Fue con esta controversia como la Iglesia avanzaría más aún en el estudio del misterio eucarístico. En la disputa con Berengario, autores como Fulberto (maestro de Berengario en la Escuela de Chartres, que usaría la expresión mutare in corporis substantiam), Lanfranco o Guitmundo de Aversa (quien hablaría de substantialiter transmutari, y especificaría entre substancia y accidentes) irían perfeccionando la terminología, y serían los causantes de que el Concilio Romano de 1079 (no ecuménico), encabezado por el Papa Gregorio VII, obligara a Berengario firmar la siguiente fórmula, tal y como nos la expone el teólogo navarro Sayés:
Yo Berengario creo sinceramente y confieso moralmente que el pan y el vino que están en el altar, por el misterio de la oración sagrada y las palabras de nuestro Redentor, se convierten sustancialmente en la verdadera, propia y vivificante carne de nuestro Señor Jesucristo, que después de la consagración son el verdadero cuerpo de Cristo que nación de la Virgen y que, ofrecido por la salud del mundo, pendió de la cruz está sentado a la derecha del Padre, y la verdadera sangre de Cristo, que manó de su costado no sólo en signo o por la virtud del sacramento, sino en la propiedad de la naturaleza y la verdad de la sustuancia.

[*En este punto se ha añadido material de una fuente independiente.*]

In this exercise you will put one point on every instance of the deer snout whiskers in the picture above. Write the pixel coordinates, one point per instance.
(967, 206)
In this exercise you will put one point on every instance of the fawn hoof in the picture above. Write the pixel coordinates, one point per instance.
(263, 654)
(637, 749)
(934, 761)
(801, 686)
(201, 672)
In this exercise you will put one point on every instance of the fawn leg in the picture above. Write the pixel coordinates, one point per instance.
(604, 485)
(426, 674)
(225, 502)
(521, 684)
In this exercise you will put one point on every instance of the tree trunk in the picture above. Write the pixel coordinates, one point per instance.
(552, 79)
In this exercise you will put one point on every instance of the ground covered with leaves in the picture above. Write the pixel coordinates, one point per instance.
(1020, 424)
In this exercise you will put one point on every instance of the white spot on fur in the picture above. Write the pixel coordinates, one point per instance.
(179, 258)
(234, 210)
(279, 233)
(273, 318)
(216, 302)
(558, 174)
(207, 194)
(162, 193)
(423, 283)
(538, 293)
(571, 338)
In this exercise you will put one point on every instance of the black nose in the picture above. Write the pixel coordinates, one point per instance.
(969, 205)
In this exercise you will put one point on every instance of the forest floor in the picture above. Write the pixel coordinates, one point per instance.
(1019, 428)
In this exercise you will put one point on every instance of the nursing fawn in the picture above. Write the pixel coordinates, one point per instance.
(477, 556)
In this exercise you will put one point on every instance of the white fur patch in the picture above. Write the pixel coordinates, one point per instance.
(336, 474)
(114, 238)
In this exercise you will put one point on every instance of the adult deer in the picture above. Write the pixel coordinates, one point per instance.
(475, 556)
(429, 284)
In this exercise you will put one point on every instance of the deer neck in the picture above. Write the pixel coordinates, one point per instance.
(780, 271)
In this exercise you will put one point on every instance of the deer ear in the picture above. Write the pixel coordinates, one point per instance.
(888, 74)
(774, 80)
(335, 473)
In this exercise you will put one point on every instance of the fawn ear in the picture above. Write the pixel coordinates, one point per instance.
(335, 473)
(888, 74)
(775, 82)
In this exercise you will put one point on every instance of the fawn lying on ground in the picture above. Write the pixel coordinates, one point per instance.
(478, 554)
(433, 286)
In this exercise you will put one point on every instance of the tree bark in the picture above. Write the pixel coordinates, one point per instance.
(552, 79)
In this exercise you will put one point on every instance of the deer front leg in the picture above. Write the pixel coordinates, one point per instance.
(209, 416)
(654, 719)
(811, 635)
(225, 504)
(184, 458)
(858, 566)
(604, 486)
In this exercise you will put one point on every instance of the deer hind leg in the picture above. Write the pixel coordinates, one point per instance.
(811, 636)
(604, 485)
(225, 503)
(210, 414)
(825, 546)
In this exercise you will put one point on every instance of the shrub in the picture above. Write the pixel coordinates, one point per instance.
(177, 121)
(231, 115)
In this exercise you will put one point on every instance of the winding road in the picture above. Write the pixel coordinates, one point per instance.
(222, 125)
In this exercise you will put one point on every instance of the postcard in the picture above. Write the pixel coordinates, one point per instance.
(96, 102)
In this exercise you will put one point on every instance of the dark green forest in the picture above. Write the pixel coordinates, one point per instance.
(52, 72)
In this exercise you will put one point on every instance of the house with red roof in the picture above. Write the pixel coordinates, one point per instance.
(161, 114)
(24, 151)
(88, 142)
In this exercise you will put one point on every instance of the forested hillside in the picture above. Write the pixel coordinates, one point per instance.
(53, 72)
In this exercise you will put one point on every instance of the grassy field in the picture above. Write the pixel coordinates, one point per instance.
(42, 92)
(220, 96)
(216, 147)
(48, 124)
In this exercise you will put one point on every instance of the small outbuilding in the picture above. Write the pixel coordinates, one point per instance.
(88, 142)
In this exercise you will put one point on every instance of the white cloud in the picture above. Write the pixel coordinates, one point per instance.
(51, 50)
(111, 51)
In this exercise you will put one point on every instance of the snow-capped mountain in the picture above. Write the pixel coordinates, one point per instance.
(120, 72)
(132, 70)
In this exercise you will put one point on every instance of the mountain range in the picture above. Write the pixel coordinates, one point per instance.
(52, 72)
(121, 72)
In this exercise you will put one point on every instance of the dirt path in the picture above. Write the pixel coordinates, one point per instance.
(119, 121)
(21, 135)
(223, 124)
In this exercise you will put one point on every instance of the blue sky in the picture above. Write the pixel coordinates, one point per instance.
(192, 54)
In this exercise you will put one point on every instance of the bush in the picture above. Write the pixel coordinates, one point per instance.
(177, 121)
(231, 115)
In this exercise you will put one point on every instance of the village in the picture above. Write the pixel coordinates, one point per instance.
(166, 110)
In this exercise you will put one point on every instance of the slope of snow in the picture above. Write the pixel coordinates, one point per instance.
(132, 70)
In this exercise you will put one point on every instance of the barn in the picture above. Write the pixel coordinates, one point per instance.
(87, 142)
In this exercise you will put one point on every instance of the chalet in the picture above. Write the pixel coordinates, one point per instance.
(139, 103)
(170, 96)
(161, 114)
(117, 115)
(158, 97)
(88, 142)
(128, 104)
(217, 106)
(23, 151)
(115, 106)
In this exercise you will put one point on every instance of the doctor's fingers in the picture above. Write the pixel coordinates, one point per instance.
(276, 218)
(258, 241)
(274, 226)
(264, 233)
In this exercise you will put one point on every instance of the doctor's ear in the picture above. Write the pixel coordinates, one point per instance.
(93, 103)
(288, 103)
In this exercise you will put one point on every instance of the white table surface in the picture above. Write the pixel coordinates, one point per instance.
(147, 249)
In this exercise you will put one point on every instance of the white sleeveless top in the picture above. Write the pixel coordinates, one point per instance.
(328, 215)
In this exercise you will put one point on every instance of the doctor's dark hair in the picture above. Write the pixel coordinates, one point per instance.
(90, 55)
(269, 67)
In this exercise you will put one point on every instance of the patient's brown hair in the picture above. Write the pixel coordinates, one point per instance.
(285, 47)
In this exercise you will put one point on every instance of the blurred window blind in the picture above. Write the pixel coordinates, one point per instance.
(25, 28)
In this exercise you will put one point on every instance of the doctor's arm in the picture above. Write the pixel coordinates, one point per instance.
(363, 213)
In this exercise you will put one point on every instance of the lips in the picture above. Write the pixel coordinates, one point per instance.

¡Y aún estamos bastante lejos de la entrada del Hilemorfismo aristotélico en el pensamiento cristiano!
¡Adorado sea el Santísimo Sacramento del Altar! ¡Bendito sea el Redentor, que sigue entregándose de manera incruenta por nosotros!
Fuentes:
Sayés, José Antonio; El Mistero Eucarístico; Biblioteca de autores cristianos, Madrid, 1986.